ALBUM OF THE YEAR - VAN MORRISON'S
'KEEP ME
SINGING'
By Howard Davis
2016 was a grand year for Van The Man - The Belfast Cowboy turned 71, received a knighthood, and reissued an expanded set of soul-fired live recordings from 1973 ('It's Too Late to Stop Now'). In the game for 53 years now, Morrison's albums consistently open new windows into the heart and soul of one of the most enigmatic figures in modern music.
'Keep Me Singing' is Morrison's 36th studio album, his first set of new songs since 2012’s 'Born to Sing: No Plan B.' Its relatively restrained pace, crisply pristine production values, and deceptively simple arrangements belie its depth and precision. A mellow mournful tone pervades this wistful collection of twelve original songs and a cover of the blues standard 'Share Your Love With Me,' made famous by Aretha Franklin in 1970. The Irish balladeer is one of the few stratospheric singers whose longevity means his modern offerings are inevitably compared to their earlier work. We may no longer expect Morrison to recreate the astonishing 'Astral Weeks,' the magic of 'Moondance,' or even the propulsive beat of 'Wavelength,' but 'Keep Me Singing' shares their gentle tone of self-reflective melancholy. Morrison has left behind the ground-shaking angry youth of 'Gloria,' preferring to explore the more mature prospect of sustained longing, as in 'Every Time I See a River' - "I can go days where nothing is wrong/But it just doesn’t last very long." Simple things, like the sight of a river or the sound of a stream, trigger memories of long lost love. The same theme of vanished passion is explored in 'Out in the Cold Again,' in which he laments being left stranded outside his lover’s door.
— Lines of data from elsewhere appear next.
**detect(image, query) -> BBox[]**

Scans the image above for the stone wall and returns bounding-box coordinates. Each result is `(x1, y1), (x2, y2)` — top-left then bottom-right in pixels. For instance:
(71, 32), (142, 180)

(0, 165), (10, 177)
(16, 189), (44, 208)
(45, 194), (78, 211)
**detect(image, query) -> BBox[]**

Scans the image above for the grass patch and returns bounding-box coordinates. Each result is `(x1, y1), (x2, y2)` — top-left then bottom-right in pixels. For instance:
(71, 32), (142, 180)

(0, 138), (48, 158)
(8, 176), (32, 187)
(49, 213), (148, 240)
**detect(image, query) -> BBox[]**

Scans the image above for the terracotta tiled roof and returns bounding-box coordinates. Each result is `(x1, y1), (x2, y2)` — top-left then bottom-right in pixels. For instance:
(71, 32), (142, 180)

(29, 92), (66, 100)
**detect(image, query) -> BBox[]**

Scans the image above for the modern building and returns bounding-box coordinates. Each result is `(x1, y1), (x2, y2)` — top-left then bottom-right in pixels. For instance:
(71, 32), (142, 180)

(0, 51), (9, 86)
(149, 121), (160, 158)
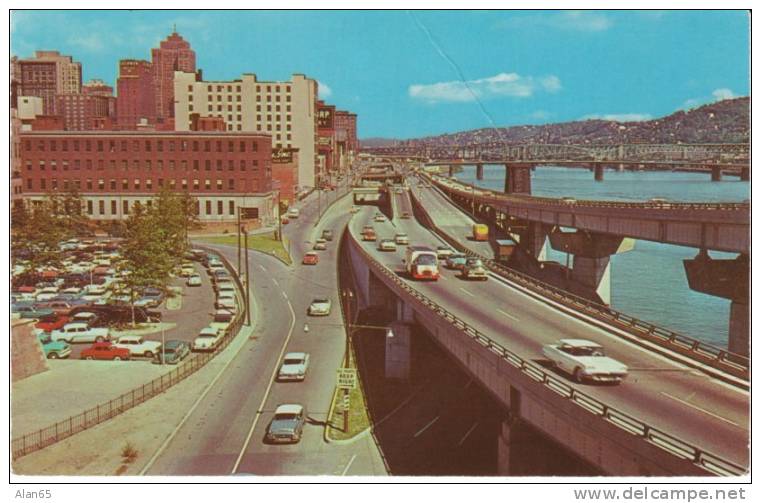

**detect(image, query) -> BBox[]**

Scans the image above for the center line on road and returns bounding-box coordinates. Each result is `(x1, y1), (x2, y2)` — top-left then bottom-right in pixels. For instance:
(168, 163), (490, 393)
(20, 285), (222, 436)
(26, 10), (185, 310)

(341, 454), (357, 477)
(230, 298), (296, 475)
(457, 421), (478, 445)
(414, 416), (441, 438)
(661, 391), (740, 426)
(497, 309), (520, 321)
(460, 287), (475, 297)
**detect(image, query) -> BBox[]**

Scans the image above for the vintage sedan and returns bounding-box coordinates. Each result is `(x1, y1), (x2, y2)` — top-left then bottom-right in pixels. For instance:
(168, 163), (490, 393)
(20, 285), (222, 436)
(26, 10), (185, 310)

(542, 339), (629, 383)
(265, 404), (306, 444)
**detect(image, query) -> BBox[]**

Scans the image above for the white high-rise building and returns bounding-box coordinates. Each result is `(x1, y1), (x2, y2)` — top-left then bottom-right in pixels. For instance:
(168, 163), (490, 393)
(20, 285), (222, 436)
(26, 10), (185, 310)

(174, 72), (317, 191)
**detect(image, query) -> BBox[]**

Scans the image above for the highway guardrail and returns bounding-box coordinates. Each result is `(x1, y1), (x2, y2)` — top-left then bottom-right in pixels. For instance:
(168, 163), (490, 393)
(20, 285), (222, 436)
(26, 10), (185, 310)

(411, 173), (750, 382)
(349, 229), (747, 476)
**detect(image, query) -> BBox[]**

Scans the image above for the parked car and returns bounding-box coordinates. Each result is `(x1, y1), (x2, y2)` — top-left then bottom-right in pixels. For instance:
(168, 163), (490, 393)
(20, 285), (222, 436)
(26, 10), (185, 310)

(307, 297), (333, 316)
(445, 253), (468, 269)
(34, 314), (70, 332)
(114, 335), (161, 358)
(153, 339), (190, 364)
(265, 404), (306, 444)
(37, 333), (71, 360)
(50, 322), (111, 344)
(378, 239), (396, 251)
(301, 251), (320, 265)
(542, 339), (629, 383)
(277, 353), (309, 381)
(193, 327), (222, 351)
(79, 342), (130, 361)
(11, 303), (55, 318)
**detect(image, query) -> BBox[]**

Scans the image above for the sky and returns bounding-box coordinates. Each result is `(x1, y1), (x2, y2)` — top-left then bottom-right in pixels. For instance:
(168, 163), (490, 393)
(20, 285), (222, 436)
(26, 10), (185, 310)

(11, 10), (750, 138)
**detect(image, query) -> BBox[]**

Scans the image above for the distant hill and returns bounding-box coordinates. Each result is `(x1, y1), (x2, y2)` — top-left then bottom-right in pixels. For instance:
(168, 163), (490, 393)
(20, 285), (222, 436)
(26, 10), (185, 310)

(361, 97), (750, 147)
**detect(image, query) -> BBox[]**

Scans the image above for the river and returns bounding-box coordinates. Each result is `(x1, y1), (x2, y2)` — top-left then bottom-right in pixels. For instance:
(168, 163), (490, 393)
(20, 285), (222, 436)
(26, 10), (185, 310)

(456, 165), (750, 347)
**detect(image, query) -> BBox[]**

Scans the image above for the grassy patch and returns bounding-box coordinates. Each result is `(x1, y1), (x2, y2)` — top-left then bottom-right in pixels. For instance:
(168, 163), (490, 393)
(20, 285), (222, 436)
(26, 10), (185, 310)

(195, 234), (292, 264)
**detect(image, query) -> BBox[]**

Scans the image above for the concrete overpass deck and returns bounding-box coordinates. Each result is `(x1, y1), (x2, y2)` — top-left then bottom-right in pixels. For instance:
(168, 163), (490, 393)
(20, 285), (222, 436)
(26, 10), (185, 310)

(349, 196), (749, 473)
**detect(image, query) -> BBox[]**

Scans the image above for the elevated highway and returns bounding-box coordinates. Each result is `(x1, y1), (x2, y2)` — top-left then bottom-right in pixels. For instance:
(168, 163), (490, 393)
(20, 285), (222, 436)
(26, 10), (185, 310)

(348, 189), (749, 475)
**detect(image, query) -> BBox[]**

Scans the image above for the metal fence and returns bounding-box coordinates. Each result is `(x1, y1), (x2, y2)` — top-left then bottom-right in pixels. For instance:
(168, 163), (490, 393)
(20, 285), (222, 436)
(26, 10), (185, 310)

(350, 233), (747, 476)
(11, 246), (248, 460)
(413, 173), (750, 382)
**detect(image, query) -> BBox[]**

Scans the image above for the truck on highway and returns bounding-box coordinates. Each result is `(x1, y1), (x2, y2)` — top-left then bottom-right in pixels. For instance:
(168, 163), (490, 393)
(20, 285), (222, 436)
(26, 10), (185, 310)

(404, 246), (439, 281)
(473, 224), (489, 241)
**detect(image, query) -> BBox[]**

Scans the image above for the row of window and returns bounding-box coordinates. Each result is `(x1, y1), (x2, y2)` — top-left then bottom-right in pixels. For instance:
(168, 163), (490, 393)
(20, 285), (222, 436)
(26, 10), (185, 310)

Paradoxically, it seems as though time has sanded away a lot of Morison's grit. He’s not going to shoot off into the atmosphere the way he once did on 'Caravan' or 'Wild Night,' and remains coolly at mid-range throughout. The smooth subtleties of his delivery are more discernible and the moments when he breaks away from his crooning demeanour, as in 'Share Your Love With Me' or 'Look Beyond the Hill,' are all the more thrilling as a result. This laid-back approach perfectly matches the mellow jazz and blues grooves that accompany his musings.
Lyrical nostalgia has always been Morrison’s forte. Over ornate piano arrangements, highly-orchestrated string sections, and delicately-muted trumpets, Morrison reminisces about 70’s Bay Area bohemia, gently recalling the Northern Irish countryside of his adolescence, and the transcendent experience of first hearing Sam Cooke on the radio. For Morrison, the mystery of memory has always been the only reliable way to navigate an increasingly uncertain future - "I got to go way back in my memory bank/To see how it ought to be now," he sings over a mid-tempo R&B groove on the title track. The deeply haunting 'Memory Lane' reiterates this theme and Morrison closes the album with 'Caledonia Swing,' once again evoking the mystical name the Romans gave Scotland/Northern England.
Will Hermes in 'Rolling Stone' admirably characterizes the album's mature appeal as follows - "Through arrangements elegant to a fault, his mercurial tenor, more supple and restrained, remains a marvel … a reading of 'Share Your Love With Me' … splits the difference between the Bobby 'Blue' Bland and Aretha versions, full of chortles, snarls, and gospel-tinged hollers. The vintage chill of 'Every Time I See a River,' meanwhile, is an invitation to float downstream with a blues admiral." Or, as Morrison himself puts it, "Now I’m back here again with more questions than answers."